富田さんは言い過ぎだよーと照れ笑いを浮かべる。子供は絶対に嘘をつかないって信じてるのか知らないけど、こんなお世辞でどうしてそんなに喜べるのか私にはわからない。だけど、富田さんのだらしなく伸びた鼻下を見て、ああ、この人は常連客になってくれるなって確信する。常連客になってくれたら、毎回私を指名してくれるようになるし、そこでさらに気に入ってもらえるようになれば、お小遣いとして別にお金をくれたりもするかもしれない。そして、お小遣いをお給料とは別にもらえたら、それだけ可愛い服を買うことができる。私は頭の端っこでそんなことを考えながら、富田さんのよくわからない話を聞いたり、大人が聞きたがる小学校のたわいもないエピソードを話して時間を過ごした。お時間ですとお店のボーイさんがやってきて、富田さんはまた会いにくるねと言ってこのお店から自分の家へと帰っていった。反抗期真っ盛りでで、可愛げのない自分の娘がいる家へ。
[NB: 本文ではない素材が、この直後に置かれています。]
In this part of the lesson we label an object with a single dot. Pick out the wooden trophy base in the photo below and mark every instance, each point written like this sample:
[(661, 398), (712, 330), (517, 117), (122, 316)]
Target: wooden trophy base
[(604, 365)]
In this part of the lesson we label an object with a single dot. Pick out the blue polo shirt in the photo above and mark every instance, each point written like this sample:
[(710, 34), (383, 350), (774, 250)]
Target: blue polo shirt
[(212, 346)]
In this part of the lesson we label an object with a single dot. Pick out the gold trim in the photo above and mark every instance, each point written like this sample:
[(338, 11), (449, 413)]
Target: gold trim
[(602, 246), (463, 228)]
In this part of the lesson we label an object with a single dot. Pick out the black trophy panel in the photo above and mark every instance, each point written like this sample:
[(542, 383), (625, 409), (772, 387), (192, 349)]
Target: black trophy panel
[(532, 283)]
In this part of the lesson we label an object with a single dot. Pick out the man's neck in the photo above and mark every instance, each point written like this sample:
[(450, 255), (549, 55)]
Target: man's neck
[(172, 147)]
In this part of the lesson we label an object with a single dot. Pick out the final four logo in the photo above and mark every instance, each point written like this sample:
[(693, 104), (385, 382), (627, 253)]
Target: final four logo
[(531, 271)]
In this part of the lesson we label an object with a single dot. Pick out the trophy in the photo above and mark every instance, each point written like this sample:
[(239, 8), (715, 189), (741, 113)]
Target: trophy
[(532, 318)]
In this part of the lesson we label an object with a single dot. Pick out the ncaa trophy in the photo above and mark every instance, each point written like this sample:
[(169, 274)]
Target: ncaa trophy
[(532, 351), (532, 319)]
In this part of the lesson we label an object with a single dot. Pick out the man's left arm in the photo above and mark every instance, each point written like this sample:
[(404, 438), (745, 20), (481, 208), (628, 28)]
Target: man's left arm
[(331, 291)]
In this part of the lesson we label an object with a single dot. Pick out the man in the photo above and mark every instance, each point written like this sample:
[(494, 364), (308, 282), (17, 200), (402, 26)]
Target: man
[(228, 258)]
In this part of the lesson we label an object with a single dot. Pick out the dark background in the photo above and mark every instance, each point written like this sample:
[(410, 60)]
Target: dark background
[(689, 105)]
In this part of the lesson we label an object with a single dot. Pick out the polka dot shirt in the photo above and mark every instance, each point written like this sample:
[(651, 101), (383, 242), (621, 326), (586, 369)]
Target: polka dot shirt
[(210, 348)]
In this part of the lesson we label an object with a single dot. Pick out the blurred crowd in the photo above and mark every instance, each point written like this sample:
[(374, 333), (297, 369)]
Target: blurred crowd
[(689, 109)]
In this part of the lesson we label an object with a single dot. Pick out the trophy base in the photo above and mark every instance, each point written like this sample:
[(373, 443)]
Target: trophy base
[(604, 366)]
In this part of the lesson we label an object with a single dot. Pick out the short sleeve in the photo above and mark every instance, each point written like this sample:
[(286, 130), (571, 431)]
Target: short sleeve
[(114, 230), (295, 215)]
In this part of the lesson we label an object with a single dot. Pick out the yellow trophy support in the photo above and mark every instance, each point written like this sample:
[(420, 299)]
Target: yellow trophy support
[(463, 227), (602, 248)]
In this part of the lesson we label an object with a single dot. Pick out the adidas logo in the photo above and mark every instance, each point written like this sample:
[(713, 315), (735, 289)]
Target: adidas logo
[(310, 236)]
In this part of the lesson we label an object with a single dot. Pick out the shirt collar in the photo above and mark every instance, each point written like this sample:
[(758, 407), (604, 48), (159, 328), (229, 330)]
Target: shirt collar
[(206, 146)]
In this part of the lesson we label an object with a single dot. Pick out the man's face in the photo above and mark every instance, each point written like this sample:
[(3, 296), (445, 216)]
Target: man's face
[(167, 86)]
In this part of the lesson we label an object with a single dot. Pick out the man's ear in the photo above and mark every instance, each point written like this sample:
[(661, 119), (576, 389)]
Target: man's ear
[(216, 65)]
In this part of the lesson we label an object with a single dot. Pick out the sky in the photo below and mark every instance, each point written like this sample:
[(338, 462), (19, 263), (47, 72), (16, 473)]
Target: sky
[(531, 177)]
富田さんの相手をしてくたくたになった私はそのまま控室へ戻った。控室には私と同じように子どもキャバクラで働いている桜ちゃんと、大くんがいた。桜ちゃんは推しているVTuberの投げ銭を行うために、大くんはオンラインゲームに課金して強力なアイテムを手に入れるためにここで働いてる。私もそうだけど、二人のパパとママは二人が放課後にこの子どもキャバクラ働いていることなんて知らない。素直でお行儀が良くて、世間知らずな自分の子供たちがそんなことをするはずがない。そう思い込んでるんだと、二人は笑いながら教えてくれた。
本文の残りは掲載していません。